Между тем, ни ее присутствие в свободное от демонстраций время, ни даже присутствие попугая, умевшего приветствовать гостей на трех официальных языках ООН, успеха ресторану не принесли. Дела шли столь скверно, что Тариел подумывал закрыть его и посвятить себя более активной борьбе за дело индейского меньшинства, — подпольной скупке в Израиле и подпольной же втридорога — продаже семинолам автоматов «Узи». Провалила сделку встреча, которую Заря Востока организовала в резервации под Тампой между Тариелом и одним из старейшин племени. Этот «поц с куриными перьями на лбу», как назвал мне его Тариел, оказался антисемитом: узнав, что «Узи» изготовляют евреи, возмутился и сделал заявление, согласно которому миниатюрному автоматическому оружию он, по примеру предков, предпочитает старомодные ружья с такими длинными стволами, что, хотя при стрельбе они иногда взрываются, их можно зато подносить к мишени ближе. По возвращении в Нью-Йорк Тариел поспешил в ФБР и сообщил Кливленду Овербаю, что «вонючие семинолы готовят вооруженное восстание против США!»

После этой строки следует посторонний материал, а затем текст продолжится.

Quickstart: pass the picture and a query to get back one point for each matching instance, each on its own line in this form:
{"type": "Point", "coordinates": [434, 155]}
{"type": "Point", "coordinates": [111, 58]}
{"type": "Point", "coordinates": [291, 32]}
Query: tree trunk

Овербая растрогала бдительность Тариела, но он заверил его, будто никакое меньшинство не представляет опасности для большинства; тем более милые семинолы, вооружающиеся всего лишь для борьбы против евреев во Флориде. Овербай посоветовал Тариелу забыть о семинолах и повременить с продажей ресторана, который, по единодушному мнению коллег из ФБР, расположен в многообещающей близости от ООН.

То ли благодаря заботе Овербая и коллег, то ли благодаря тому, что Тариел выбросил из меню индейские блюда, бизнес пошел в гору: дипломаты валили в «Кавказский» делегациями, учтиво беседовали с попугаем у входа, нахваливали грузинские рецепты и ликовали, когда Тариел угощал их за свой счет кахетинским вином. Как-то раз — и об этом писали в газетах — Тариела навестил и проголодавшийся тогда, но теперь уже покойный советский министр Громыко. Заходил дважды и другой министр — тоже оба раза проголодавшийся и тоже бывший, но американский и еще живой, — Киссинджер. Шеварднадзе — хотя и земляк — кушать побрезговал: сказал Тариелу, будто находится на диете. Правда, выпил с ним стакан вина за свое «новое мышление» и пообещал способствовать расширению грузинского амбианса в районе ООН. Слово сдержал: напротив «Кавказского», во дворе организации, появился вскоре скульптурный ансамбль тбилисского символиста Церетели «Георгий Победоносец» — веселый горец на веселом же коне протыкает копьем межконтинентальную баллистическую ракету с большой, но легко расщепляющейся ядерной боеголовкой.

Что же касается Зари Востока, она приняла иудаизм, переселилась жить к Тариелу в квартиру, которую он, покинув Квинс, снимал прямо над рестораном, заделалась в нем мэтром и похорошела. Даже Шеварднадзе не мог удержаться от комплимента и, не скрывая блеска в умудренных международной жизнью глазах, сообщил ей, что в Тбилиси одна из газет называется «Зарей Востока». Заря Востока знала это давно, но все равно зарделась от удовольствия и в знак признательности предложила министру отведать клубничный джем, изготовленный ею по рецепту, описанному в романе «Анна Каренина». Тариел божился мне, будто ревновать ее к земляку не стал, потому что завел новую страсть, бильярд.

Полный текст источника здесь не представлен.